Decreto nacional amplia lista de atividades consideradas essenciais durante pandemia

Foi publicado ontem, dia 29/04/2020, no Diário Oficial da União, o Decreto 10.329, que alterou o Decreto 10.282, ampliando a lista de serviços e atividades consideradas essenciais em meio à situação que o Brasil, e o mundo, tem enfrentado.

O Decreto publicado não afasta a competência dos Estados e dos Municípios para tomar as providências devidas sobre os seus territórios, porém levou em conta recente decisão do Supremo Tribunal Federal sobre as atribuições de cada governo (municipal, estadual e federal).

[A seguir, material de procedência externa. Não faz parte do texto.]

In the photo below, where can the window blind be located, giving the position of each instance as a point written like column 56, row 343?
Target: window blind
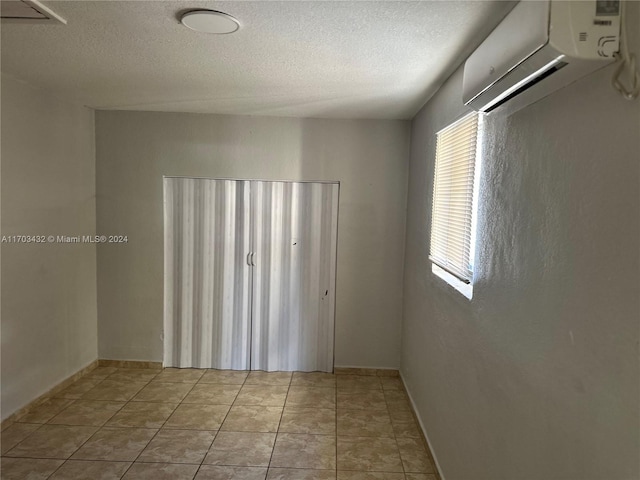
column 452, row 214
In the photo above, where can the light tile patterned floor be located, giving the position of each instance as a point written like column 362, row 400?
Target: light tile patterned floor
column 179, row 424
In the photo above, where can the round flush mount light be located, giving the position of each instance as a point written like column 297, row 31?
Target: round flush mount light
column 210, row 21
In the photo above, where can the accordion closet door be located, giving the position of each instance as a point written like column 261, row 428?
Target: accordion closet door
column 294, row 234
column 207, row 316
column 250, row 274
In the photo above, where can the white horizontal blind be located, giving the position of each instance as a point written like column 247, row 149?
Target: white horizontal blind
column 452, row 213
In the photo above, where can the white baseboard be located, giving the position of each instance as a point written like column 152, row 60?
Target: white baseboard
column 424, row 430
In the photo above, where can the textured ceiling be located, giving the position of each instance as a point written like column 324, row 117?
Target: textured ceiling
column 294, row 58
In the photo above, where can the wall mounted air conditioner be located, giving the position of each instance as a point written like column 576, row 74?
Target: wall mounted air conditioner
column 539, row 47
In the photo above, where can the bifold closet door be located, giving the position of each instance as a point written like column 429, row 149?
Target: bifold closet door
column 294, row 236
column 207, row 279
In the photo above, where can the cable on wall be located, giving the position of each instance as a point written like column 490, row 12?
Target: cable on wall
column 626, row 63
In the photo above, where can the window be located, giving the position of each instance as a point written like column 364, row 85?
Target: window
column 453, row 216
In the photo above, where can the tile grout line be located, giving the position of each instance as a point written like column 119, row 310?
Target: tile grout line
column 163, row 424
column 222, row 422
column 395, row 437
column 40, row 425
column 99, row 428
column 279, row 423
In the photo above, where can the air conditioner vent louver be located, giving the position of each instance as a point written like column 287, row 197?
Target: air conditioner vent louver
column 28, row 11
column 539, row 47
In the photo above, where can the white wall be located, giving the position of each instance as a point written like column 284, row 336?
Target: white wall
column 49, row 318
column 369, row 158
column 537, row 376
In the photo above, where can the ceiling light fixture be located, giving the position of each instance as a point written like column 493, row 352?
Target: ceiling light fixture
column 210, row 21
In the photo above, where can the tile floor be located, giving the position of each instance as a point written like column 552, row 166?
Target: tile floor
column 179, row 424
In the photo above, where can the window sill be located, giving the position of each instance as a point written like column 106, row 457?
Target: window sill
column 465, row 289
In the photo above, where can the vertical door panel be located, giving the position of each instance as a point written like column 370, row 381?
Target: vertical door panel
column 294, row 234
column 207, row 279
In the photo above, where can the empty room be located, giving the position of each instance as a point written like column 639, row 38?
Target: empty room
column 320, row 240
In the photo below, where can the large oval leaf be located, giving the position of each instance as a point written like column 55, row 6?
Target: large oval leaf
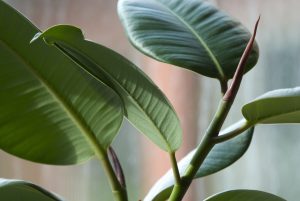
column 146, row 106
column 221, row 156
column 188, row 33
column 244, row 195
column 51, row 111
column 278, row 106
column 17, row 190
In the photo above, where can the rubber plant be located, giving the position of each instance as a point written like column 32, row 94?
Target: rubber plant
column 63, row 98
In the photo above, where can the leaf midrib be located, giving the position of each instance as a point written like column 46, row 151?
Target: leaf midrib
column 200, row 39
column 116, row 81
column 89, row 135
column 265, row 118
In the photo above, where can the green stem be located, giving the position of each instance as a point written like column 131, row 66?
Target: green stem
column 214, row 128
column 202, row 150
column 227, row 135
column 175, row 169
column 118, row 191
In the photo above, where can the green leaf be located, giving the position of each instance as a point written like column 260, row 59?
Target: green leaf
column 244, row 195
column 17, row 190
column 51, row 111
column 221, row 156
column 188, row 33
column 274, row 107
column 146, row 106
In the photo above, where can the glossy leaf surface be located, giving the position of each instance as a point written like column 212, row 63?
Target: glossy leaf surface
column 221, row 156
column 146, row 106
column 188, row 33
column 278, row 106
column 51, row 111
column 17, row 190
column 244, row 195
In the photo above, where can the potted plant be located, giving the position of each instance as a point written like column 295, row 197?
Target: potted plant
column 63, row 98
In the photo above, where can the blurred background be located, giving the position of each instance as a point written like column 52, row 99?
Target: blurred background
column 270, row 164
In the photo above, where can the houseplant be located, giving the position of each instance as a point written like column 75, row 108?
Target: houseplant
column 121, row 90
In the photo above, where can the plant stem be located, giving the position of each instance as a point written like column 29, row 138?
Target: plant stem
column 175, row 169
column 202, row 150
column 207, row 142
column 117, row 167
column 224, row 136
column 118, row 191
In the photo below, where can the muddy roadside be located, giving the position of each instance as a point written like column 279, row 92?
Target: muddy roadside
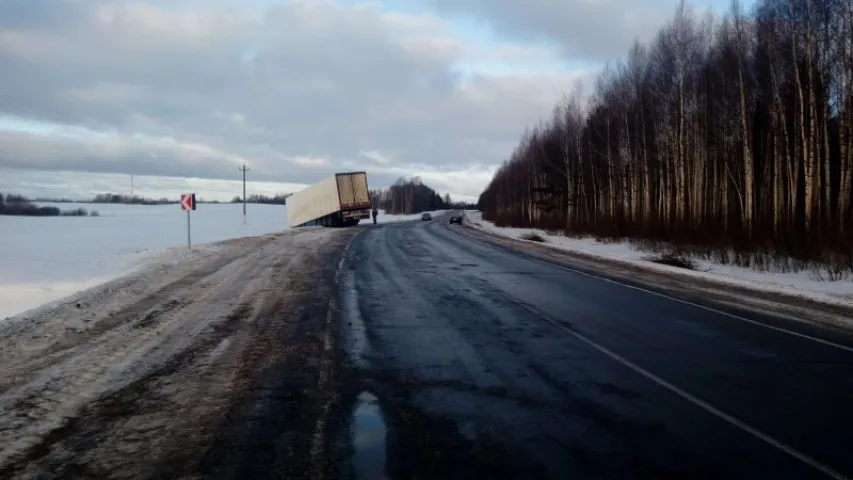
column 224, row 367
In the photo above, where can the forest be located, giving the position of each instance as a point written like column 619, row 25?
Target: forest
column 731, row 136
column 407, row 197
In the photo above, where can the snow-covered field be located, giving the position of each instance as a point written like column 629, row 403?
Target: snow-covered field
column 803, row 284
column 46, row 259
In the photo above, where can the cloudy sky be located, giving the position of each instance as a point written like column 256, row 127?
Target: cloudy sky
column 182, row 92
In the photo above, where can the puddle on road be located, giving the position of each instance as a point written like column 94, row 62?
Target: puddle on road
column 368, row 430
column 355, row 332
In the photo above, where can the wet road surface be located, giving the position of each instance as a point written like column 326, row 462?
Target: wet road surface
column 480, row 363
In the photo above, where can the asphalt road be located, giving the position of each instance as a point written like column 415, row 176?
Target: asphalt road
column 470, row 361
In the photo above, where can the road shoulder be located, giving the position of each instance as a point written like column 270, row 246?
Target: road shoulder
column 706, row 293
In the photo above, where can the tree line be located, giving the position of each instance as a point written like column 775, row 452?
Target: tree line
column 278, row 199
column 734, row 133
column 407, row 197
column 18, row 205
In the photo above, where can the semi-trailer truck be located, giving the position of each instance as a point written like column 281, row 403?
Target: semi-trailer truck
column 337, row 201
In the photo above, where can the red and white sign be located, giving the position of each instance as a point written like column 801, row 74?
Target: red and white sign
column 187, row 202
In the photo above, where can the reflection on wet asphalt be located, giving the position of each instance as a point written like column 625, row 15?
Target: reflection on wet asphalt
column 490, row 365
column 368, row 438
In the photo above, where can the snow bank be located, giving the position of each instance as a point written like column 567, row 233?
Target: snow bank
column 802, row 284
column 49, row 258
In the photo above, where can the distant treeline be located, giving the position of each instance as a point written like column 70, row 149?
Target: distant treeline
column 279, row 199
column 130, row 199
column 21, row 206
column 409, row 196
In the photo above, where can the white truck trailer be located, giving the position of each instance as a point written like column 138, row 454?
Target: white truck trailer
column 337, row 201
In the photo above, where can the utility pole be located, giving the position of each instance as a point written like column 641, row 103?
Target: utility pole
column 244, row 169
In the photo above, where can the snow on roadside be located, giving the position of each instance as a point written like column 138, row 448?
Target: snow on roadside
column 47, row 259
column 800, row 284
column 383, row 217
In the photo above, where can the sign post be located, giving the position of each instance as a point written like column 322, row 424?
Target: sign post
column 188, row 204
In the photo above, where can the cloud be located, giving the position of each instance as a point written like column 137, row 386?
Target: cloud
column 592, row 31
column 298, row 90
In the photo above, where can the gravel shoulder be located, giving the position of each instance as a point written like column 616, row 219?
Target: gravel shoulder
column 180, row 370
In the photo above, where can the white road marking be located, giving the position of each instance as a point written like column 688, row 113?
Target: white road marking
column 685, row 302
column 829, row 471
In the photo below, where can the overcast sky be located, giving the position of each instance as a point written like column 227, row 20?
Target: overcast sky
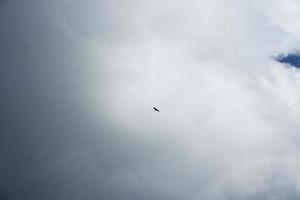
column 78, row 80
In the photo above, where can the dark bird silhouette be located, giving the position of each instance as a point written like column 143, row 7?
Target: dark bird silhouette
column 155, row 109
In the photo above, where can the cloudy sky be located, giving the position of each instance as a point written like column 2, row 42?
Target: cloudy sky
column 78, row 80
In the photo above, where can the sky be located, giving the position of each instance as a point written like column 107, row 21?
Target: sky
column 78, row 80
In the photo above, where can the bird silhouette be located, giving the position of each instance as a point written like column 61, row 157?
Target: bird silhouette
column 155, row 109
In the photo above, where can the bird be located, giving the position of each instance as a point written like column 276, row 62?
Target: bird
column 155, row 109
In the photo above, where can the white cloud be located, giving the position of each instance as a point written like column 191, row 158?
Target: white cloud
column 225, row 104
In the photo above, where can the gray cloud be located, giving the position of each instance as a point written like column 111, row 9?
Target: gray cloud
column 79, row 79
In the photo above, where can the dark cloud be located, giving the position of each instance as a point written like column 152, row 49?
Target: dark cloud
column 78, row 81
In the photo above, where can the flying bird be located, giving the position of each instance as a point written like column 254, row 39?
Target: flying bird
column 155, row 109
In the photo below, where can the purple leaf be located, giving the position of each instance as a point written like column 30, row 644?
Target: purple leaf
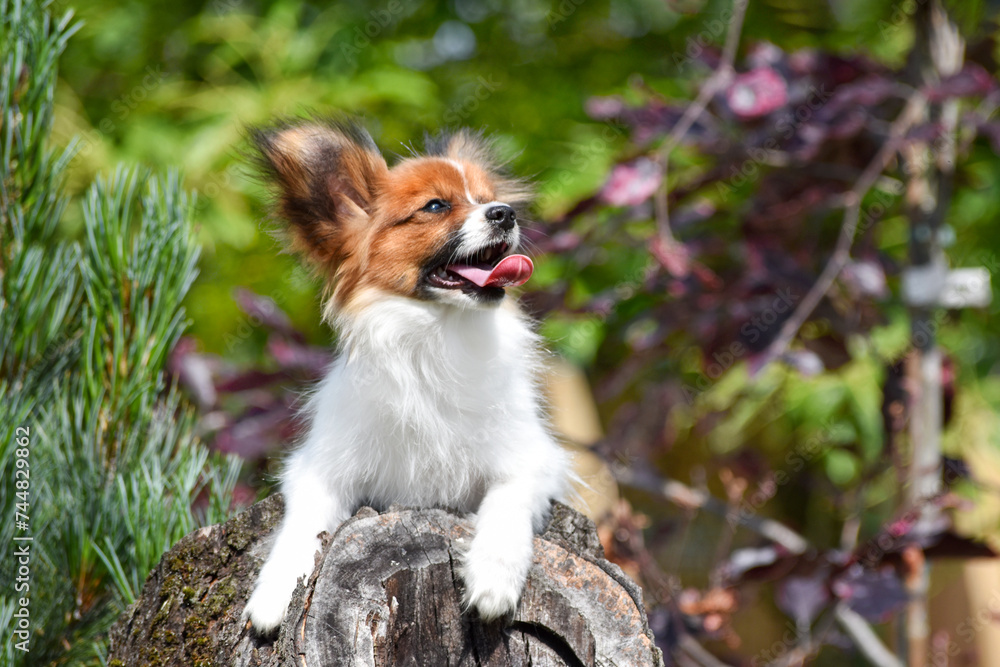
column 803, row 598
column 972, row 81
column 299, row 357
column 253, row 379
column 757, row 93
column 632, row 183
column 875, row 594
column 268, row 313
column 253, row 436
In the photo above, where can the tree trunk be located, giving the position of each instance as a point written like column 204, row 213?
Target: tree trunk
column 384, row 592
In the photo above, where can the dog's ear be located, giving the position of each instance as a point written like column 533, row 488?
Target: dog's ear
column 327, row 175
column 476, row 148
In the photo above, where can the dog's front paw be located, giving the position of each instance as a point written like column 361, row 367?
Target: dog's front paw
column 493, row 582
column 267, row 605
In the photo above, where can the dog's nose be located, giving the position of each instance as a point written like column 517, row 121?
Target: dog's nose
column 502, row 216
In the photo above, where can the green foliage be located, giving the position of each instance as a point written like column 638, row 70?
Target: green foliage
column 114, row 468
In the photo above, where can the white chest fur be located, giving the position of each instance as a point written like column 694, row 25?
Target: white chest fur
column 426, row 405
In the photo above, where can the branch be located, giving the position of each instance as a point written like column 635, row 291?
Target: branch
column 852, row 199
column 719, row 79
column 685, row 496
column 865, row 638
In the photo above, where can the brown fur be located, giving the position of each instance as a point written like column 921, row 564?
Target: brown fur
column 359, row 222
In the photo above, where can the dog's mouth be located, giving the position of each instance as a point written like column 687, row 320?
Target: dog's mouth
column 488, row 269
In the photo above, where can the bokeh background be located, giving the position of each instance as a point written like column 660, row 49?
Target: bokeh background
column 672, row 320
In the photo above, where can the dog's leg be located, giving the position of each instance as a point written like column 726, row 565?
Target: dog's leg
column 496, row 565
column 311, row 507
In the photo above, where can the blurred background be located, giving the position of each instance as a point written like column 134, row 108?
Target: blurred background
column 751, row 436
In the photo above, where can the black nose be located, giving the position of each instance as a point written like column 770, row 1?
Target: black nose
column 502, row 216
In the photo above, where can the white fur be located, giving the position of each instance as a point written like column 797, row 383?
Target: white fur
column 426, row 405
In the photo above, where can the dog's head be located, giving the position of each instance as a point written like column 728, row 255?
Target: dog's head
column 441, row 226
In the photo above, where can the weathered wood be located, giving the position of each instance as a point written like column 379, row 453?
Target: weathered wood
column 385, row 592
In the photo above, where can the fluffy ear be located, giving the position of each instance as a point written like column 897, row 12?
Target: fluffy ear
column 326, row 176
column 475, row 148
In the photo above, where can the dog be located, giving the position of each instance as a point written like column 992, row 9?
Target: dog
column 433, row 399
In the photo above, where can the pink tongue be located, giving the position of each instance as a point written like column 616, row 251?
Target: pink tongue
column 510, row 272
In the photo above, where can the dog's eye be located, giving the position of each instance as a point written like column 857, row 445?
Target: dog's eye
column 436, row 206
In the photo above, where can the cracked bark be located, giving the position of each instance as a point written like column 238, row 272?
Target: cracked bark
column 384, row 592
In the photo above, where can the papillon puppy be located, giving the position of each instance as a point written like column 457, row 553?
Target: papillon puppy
column 433, row 399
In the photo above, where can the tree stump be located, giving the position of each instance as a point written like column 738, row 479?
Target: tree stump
column 384, row 592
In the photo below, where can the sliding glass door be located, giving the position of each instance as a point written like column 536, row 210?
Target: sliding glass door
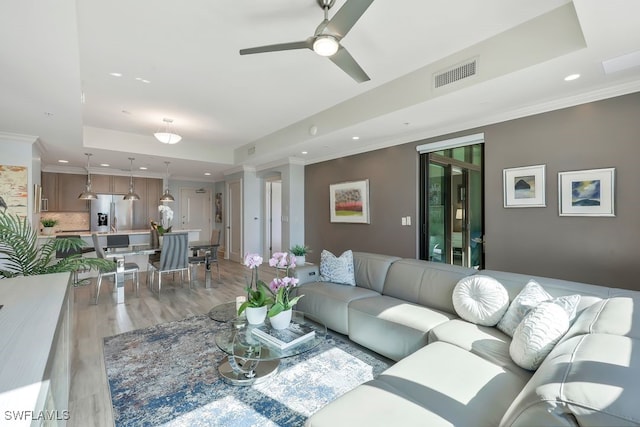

A nova redação do artigo 3º, traz em seu bojo nova lista de atividade essenciais, tendo sido incluídas as seguintes operações:

  • serviços de comercialização, reparo e manutenção de partes e peças novas e usadas e de pneumáticos novos e remoldados;
  • serviços de radiodifusão de sons e imagens;
  • atividades de desenvolvimento de produtos e serviços, incluídas as realizadas por meio de start-ups; atividades de comércio de bens e serviços, incluídas aquelas de alimentação, repouso, limpeza, higiene, comercialização, manutenção e assistência técnica automotivas, de conveniência e congêneres, destinadas a assegurar o transporte e as atividades logísticas de todos os tipos de carga e de pessoas em rodovias e estradas;
  • atividades de processamento do benefício do seguro-desemprego e de outros benefícios relacionados, por meio de atendimento presencial ou eletrônico, obedecidas as determinações do Ministério da Saúde e dos órgãos responsáveis pela segurança e pela saúde do trabalho;
  • locação de veículos;
  • produção, distribuição, comercialização, manutenção, reposição, assistência técnica, monitoramento e inspeção de equipamentos de infraestrutura, instalações, máquinas e equipamentos em geral, incluídos elevadores, escadas rolantes e equipamentos de refrigeração e climatização;
  • produção, exportação, importação e transporte de insumos e produtos químicos, petroquímicos e plásticos em geral;
  • atividades cujo processo produtivo não possa ser interrompido sob pena de dano irreparável das instalações e dos equipamentos, tais como o processo siderúrgico e as cadeias de produção do alumínio, da cerâmica e do vidro;
  • atividades de lavra, beneficiamento, produção, comercialização, escoamento e suprimento de bens minerais;
  • atendimento ao público em agências bancárias, cooperativas de crédito ou estabelecimentos congêneres, referentes aos programas governamentais ou privados destinados a mitigar as consequências econômicas da emergência de saúde pública de que trata a Lei nº 13.979, de 2020, sem prejuízo do disposto nos incisos XX e XL;
  • produção, transporte e distribuição de gás natural; e
  • indústrias químicas e petroquímicas de matérias-primas ou produtos de saúde, higiene, alimentos e bebidas.

 

Por outro lado, algumas atividades como o transporte por táxi e aplicativos, bem como a captação, tratamento e distribuição de água, de esgoto e lixo, foram retirados do texto original.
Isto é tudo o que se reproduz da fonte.